Lisa logró ocultar el desagrado que le producía la autopsia y, de paso, no poner los ojos en blanco. Justo antes de Navidad, Trokic se había comprado un Honda Civic. Con caja de cambios i-shift. Él, que normalmente no mostraba interés alguno por los coches y se había pasado la vida al volante de caducas cafeteras en las que la pieza más cara solía ser el equipo de música. Al menos hasta que ese último otoño, en el curso de una investigación, se había visto obligado a trasladar un Honda Civic requisado nuevecito. Después de aquello se le empezó a ver hojeando revistas de coches durante el almuerzo y, más tarde con unos tipos que sabían lo suyo acerca de las prestaciones de ese modelo. La compra final tampoco pasó desapercibida. Un buen día, en la reunión matinal, Jasper preguntó si en Croacia los llamaban Honda Civich, y desde entonces no tuvo otro nombre para sus compañeros.

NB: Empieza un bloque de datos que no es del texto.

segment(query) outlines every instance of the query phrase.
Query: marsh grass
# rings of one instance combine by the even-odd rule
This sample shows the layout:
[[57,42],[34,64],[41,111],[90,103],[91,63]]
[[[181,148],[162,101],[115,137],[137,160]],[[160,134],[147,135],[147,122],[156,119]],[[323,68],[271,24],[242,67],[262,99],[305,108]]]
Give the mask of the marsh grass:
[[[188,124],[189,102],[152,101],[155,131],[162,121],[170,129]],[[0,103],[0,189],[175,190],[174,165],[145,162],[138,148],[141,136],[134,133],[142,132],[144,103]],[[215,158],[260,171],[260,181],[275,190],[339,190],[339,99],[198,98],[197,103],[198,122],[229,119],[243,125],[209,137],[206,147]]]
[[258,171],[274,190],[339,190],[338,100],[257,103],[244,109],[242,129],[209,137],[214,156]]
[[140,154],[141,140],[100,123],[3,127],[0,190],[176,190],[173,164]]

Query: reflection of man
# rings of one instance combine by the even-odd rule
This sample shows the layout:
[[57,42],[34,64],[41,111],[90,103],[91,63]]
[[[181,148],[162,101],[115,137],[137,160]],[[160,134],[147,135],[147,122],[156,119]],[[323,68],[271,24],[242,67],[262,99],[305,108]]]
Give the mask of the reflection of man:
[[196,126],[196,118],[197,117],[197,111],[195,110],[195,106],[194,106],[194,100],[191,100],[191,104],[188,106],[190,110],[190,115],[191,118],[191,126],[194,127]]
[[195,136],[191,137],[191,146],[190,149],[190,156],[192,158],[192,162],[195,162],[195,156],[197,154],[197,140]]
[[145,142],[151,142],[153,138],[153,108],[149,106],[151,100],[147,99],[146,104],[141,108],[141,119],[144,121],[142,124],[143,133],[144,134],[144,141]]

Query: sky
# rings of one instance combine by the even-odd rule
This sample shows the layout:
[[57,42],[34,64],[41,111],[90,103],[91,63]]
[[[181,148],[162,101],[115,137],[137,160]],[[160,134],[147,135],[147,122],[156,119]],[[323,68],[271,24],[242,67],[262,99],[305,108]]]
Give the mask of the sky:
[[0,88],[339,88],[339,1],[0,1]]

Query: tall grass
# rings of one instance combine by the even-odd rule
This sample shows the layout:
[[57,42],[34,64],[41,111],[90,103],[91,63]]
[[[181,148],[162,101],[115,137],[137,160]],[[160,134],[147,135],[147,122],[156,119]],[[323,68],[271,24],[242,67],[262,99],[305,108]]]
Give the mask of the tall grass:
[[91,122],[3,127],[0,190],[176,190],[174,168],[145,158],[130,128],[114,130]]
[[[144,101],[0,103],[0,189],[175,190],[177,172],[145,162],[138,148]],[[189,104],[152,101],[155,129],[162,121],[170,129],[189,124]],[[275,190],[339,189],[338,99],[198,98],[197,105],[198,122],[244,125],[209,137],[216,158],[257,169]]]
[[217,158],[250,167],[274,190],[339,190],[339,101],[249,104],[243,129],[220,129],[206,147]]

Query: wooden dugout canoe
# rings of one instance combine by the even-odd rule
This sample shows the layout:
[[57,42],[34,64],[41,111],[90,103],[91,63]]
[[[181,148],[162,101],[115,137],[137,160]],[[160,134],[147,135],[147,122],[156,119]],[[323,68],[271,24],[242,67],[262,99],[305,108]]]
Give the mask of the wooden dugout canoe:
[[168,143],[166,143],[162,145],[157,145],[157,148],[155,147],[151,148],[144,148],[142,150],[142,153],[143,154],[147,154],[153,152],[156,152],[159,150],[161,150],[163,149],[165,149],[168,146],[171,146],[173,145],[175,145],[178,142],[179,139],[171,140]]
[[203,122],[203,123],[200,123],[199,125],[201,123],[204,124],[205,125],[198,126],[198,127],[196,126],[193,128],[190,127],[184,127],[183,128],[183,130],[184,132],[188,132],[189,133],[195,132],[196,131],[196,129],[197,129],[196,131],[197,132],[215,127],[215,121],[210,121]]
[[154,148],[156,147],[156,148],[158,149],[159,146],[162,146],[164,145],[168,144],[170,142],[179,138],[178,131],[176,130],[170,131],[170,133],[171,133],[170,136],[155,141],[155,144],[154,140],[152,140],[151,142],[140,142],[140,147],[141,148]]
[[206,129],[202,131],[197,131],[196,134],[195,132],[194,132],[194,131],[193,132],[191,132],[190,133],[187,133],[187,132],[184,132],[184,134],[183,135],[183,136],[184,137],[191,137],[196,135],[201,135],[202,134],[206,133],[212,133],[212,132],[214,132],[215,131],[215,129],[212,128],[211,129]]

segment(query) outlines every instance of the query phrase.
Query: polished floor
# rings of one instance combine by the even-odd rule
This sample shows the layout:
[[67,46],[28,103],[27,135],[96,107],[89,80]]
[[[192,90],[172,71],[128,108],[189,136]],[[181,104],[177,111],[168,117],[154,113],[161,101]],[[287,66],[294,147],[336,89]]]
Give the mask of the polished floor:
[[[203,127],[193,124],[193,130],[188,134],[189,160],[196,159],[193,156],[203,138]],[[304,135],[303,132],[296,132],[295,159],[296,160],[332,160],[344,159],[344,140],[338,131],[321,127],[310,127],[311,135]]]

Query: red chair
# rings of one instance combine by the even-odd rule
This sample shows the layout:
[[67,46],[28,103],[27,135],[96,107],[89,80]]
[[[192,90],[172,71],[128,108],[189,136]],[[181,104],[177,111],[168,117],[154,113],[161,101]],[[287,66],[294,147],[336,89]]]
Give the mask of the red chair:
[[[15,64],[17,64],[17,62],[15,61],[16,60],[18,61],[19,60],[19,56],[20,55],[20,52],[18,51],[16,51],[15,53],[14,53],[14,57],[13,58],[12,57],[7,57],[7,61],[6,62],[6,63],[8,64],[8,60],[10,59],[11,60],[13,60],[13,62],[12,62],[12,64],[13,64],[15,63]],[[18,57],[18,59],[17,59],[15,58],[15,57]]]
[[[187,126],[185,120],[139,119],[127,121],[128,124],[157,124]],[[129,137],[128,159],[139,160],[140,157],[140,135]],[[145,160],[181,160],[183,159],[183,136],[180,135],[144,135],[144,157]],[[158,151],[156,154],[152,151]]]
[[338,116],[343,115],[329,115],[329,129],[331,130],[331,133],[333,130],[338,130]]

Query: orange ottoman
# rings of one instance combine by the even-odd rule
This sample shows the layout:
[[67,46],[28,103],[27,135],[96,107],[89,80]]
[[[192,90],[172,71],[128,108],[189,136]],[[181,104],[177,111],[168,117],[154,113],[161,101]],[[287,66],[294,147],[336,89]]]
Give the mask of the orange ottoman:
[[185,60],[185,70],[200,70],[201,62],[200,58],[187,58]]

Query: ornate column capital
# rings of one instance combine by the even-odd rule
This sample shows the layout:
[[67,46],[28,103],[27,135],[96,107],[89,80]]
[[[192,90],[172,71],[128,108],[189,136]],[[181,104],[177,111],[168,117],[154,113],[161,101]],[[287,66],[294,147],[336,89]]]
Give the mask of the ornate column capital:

—Vaya, gracias —contestó—. Pero ¿me dejas que conduzca yo?

—No, claro que no —dijo él entre risas—. ¿Qué tal Jacob?

—Está muy bien.

Al instante, el dolor del recuerdo de Lukas dejó paso a la imagen del policía rubio de rasgos finos. Su novio desde hacía ya casi medio año.

—Vamos a necesitar ayuda de la brigada móvil y, si nos dejan, por supuesto, prefiero que sea él.

—Por mí, encantada —dijo la inspectora con una sonrisa—. Ahora me voy con Jasper a ver esos vídeos.